The following is a partial transcription of notes from a 1991 videotaped talk referenced in chapter 010. Our BillG Review in the book Hardcore Software by Steven Sinofsky.

Chris Peters has been at Microsoft since December 1981. The following is a compilation of notes taken by individuals who attended Chris’ Tech Talk to developers in January 1991 and a similar presentation is available to check out through the MS Corporate Library, or order tape #237 by emailing msstudio.

The case study discussed in this presentation is Microsoft Excel 3.0 for Windows, which shipped just 11 days later than scheduled one year prior. At that time, Chris was the Development Lead for the project.

Role of individuals within business units

Everyone in the business unit has the same job. That job is to SHIP PRODUCTS. It doesn’t matter if you are in development, test, program management, user education, or product management; your job is not to code, not to test, not to manage, not to go to meetings. The job description of everyone is the same “ship products.” An expansion of this statement is “ship products EXACTLY ON TIME.” Every day you should do what you can to maximize that goal.

Desirability of fixed ship dates

Eliminate the term “target ship date.” It implies no commitment. It undermines the central goal we should all have, which is to ship a quality product on time. There are many variables in a project schedule which should be variable but the ship date is not one of them.

Fixed ship dates:

  • Force creativity
  • Force decision making
  • Require complete and total commitment by the entire business unit

Work towards fixed schedule dates in the following way:

  • Don’t try to have a schedule until you have a spec
  • Get line individuals to estimate their own schedules so they have higher commitment to making the dates
  • Add buffer time to account for the unexpected
  • Set 3-month milestones to buy into the fixed date and milestone dates up front

Don’t let features creep in. There will always be another release. You should already be convinced you’ve got a good product. If the feature is really desirable, trade it for one you’ve already got planned. The difference between twenty new features and twenty-one new features isn’t going to make or break your product, but it will make you miss your date. Will the product flop without the twenty-first feature? If not, do not slip the schedule in order to get it in.

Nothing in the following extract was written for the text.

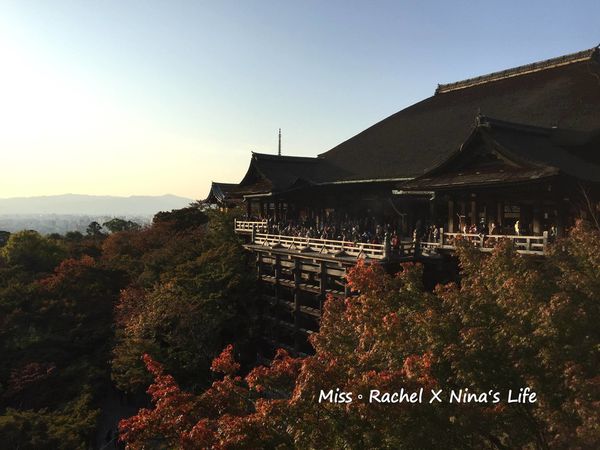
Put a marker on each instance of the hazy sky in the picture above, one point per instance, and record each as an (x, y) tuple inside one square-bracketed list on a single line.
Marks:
[(151, 97)]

Set milestones. Big milestones make the date seem closer and give opportunities to adjust the schedule. People can be motivated to meet a date eight weeks out much better than fifty-two weeks. Don’t bother to adjust the schedule until the milestone is completed.

The importance of clear goals

Keep the goals simple. By concentrating on a date, getting everyone in the business unit to be committed to the date, and making that the essential goal, everyone is striving for the same thing. Clear goals include what the product is and, also, what is product is NOT. Simple goals help in communication.

For Excel 3.0, the goal was “sexy, cool features with an emphasis on graphics.” The Excel team wrestled with the idea of putting 3D spreadsheets into the product. This was a difficult decision, since Lotus was using this feature as a key differentiation point. The answer was ultimately “no” for a simple reason: added 3D did not help the goal. If the goal said “great analytical capabilities with an emphasis on consolidation” then 3D would clearly have been in, and many features that ended up in Excel 3.0 would clearly have been out. The whole team must have clear goals to ship software on time.